Author: Hazel Brasington Publication | October 2017

Nowadays a highly sophisticated form of commercial embargo, sanctions have had a long and varied history. From sports bans (South Africa and apartheid) to clampdowns on oil and gas extraction and revenue (Russia and Crimea) to exclusion from financial markets and personal travel (Iran and North Korea), governments have leveraged the ordinary movements and transactions of citizens and corporates in the pursuit of geopolitical goals.

But in an increasingly interconnected world, there are some wildcard consequences.

For a start, many of those citizens and corporates lack awareness of the reach of sanction laws into their lives and activities. The High Court is now considering how and when traces of past domicile or allegiance disqualify an Australian citizen from political office. Australians love to travel and work around the world, often not thinking of the personal legal nexus that accompanies them wherever they go or get involved in international projects. Corporate risk procedures are beginning to dive deep enough to uncover and manage this aspect of senior employee risk.

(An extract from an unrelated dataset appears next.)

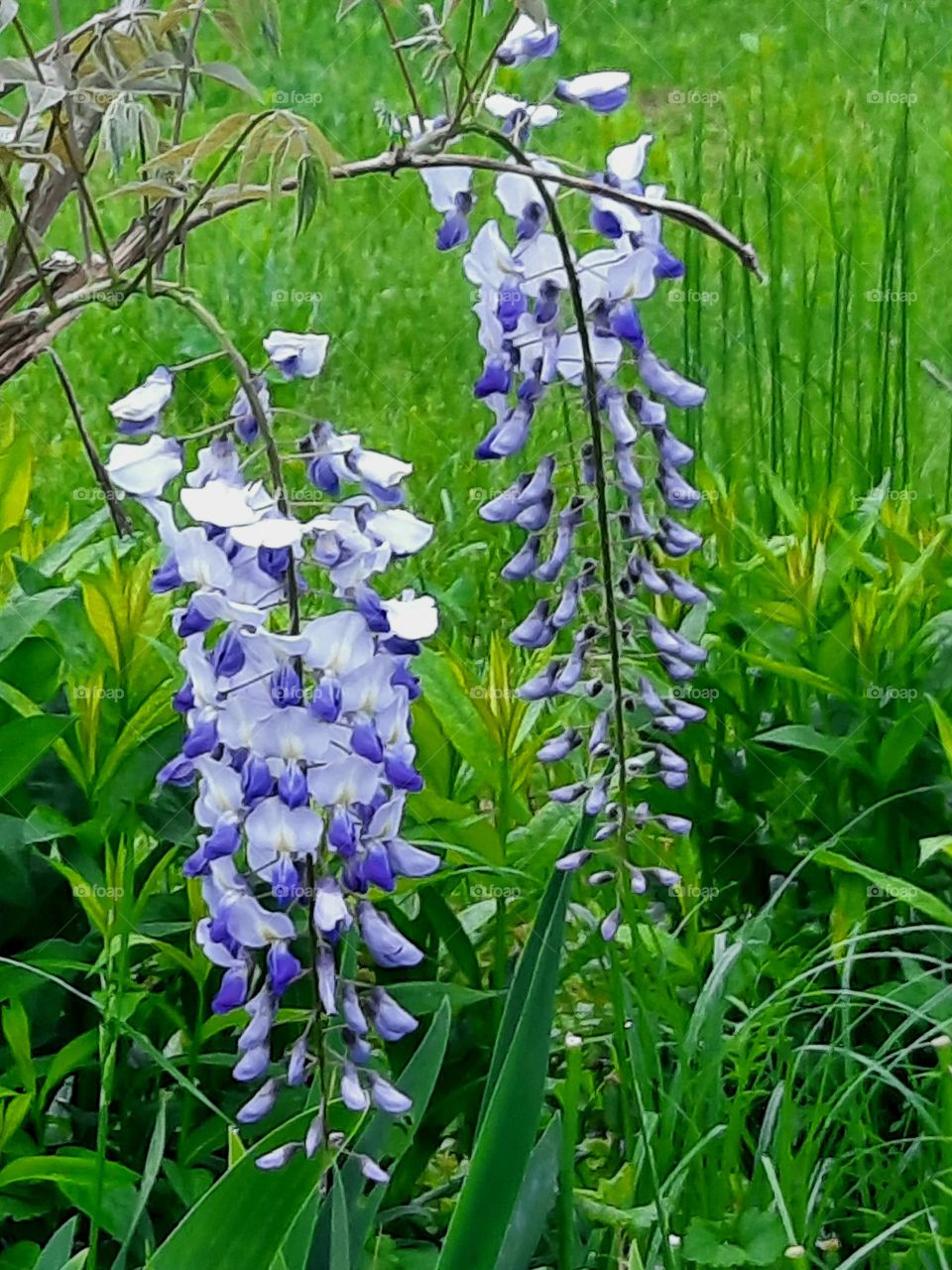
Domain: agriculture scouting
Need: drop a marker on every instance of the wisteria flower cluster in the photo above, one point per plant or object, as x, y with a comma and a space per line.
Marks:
298, 730
548, 316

Enforcement of sanction laws is resource constrained and shaped by policy. The UK’s announcement in 2016 of a new Office of Financial Sanctions Implementation (OFSI) tacitly acknowledged that making expensive examples of a few highly visible targets is not the same as inculcating a widespread awareness of or adherence to the letter of EU sanction laws. 

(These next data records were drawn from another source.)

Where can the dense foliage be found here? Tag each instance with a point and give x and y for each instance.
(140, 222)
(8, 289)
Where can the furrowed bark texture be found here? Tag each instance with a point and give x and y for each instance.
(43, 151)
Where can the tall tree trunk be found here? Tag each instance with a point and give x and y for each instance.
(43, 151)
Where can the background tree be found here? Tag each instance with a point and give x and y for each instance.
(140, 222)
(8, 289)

Of course sanction laws come at a cost to business. In Australia, balancing the national economic interest is a consideration that must be applied at the point of administrative decision when seeking Department of Foreign Affairs’ approval to engage in activity that is or could be caught by an Australian sanction law.

Understanding how sanctions come to bear on particular transactions, entities and individuals is complex and calls for experienced advice.

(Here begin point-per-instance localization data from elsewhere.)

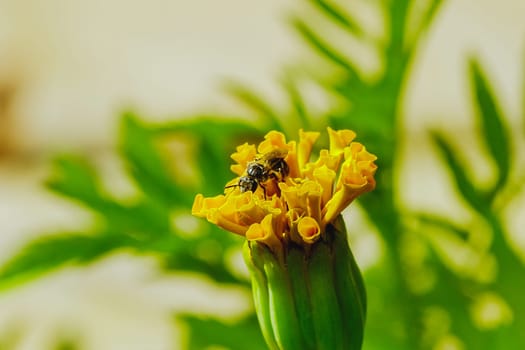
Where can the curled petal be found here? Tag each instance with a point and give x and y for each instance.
(308, 229)
(202, 206)
(304, 148)
(264, 232)
(244, 154)
(325, 177)
(339, 140)
(272, 141)
(301, 196)
(327, 159)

As global tensions rise, so do the demands on diplomacy and the attraction of making ever greater use of sanctions – because although they don’t always work perfectly, or quickly, they are an expedient short of more irreversible forms of intervention. When consensus eludes the UN, more or stronger measures by individual sovereign states often follow.  Economic blockades are at least as old as the Athenian naval control over the ports of Peloponnessus in the 4th century BC but Qatar’s experience of blockade recently revived in plain sight what it means when essential goods can’t be moved by sea and air routes, and individuals’ freedom to travel is suddenly removed.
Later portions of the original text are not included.